I’ve been thinking about the arrogant and dismissive superiority with which leftists tend to look at extremest right protests. There is this notion that groups that picket with “God Hates Fags” sign will eventually die out, not only because of an assumption about the linear progress of progress, but also because of the presumed uselessness of those protests in these days.
We assume that protests are simply a practical political tool, and the political impractically will die a natural death. This is true in some ways, after all we don’t see anti-segregation protests these days. But this assumes that rightist political protests are nothing more than emotional, if realistic minded, reactions to change.
But there is an symbolic and ritualistic aspect to protests as well that we can not ignore. Protests are about both aspiration and affirmation. The most visible aspects of protests is the aspirational side. There is a political goal to be achieved, whether it is to voice a political stance or demand change. Protests seek to transform public opinion. Ideally the participants of the ritual of protest, protesters or witnesses, undergo a transformation. Anything short of it is failure.

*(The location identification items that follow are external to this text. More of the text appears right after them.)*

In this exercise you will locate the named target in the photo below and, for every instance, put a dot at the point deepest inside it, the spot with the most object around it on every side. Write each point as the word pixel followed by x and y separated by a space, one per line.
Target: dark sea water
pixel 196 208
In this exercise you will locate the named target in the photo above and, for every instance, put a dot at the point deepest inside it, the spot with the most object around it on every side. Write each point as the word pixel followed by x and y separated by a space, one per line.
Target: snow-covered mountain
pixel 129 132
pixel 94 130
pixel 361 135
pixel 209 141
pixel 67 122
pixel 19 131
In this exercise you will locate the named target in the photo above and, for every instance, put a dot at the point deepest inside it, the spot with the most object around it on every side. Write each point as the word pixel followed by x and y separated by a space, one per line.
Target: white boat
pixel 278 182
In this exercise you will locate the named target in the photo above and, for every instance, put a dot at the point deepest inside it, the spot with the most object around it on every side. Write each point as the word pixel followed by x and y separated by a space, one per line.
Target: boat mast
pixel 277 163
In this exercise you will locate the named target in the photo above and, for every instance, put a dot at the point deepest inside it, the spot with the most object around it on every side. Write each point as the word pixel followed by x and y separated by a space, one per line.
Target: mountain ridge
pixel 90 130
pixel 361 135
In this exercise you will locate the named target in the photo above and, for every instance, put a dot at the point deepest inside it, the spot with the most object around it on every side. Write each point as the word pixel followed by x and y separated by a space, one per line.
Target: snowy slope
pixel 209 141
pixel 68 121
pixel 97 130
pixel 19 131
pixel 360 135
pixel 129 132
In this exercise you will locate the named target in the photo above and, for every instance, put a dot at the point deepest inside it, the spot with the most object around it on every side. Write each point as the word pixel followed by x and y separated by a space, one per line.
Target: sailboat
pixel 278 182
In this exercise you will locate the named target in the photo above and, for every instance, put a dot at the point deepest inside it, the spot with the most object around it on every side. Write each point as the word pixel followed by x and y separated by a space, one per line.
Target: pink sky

So what about those protests which are seen as too extreme to be transformative? Protests, as a form of ritual, effective or not, also function as a practice of embodying what one believes to be true. It doesn’t matter that no one starts to hate the queer community, because protests act as a ritual through which people can reassure each other of the reality of their values. These protests are reproductive, and the fact that they continue in the face of political failure should not be something we mock as silly and inconsequential.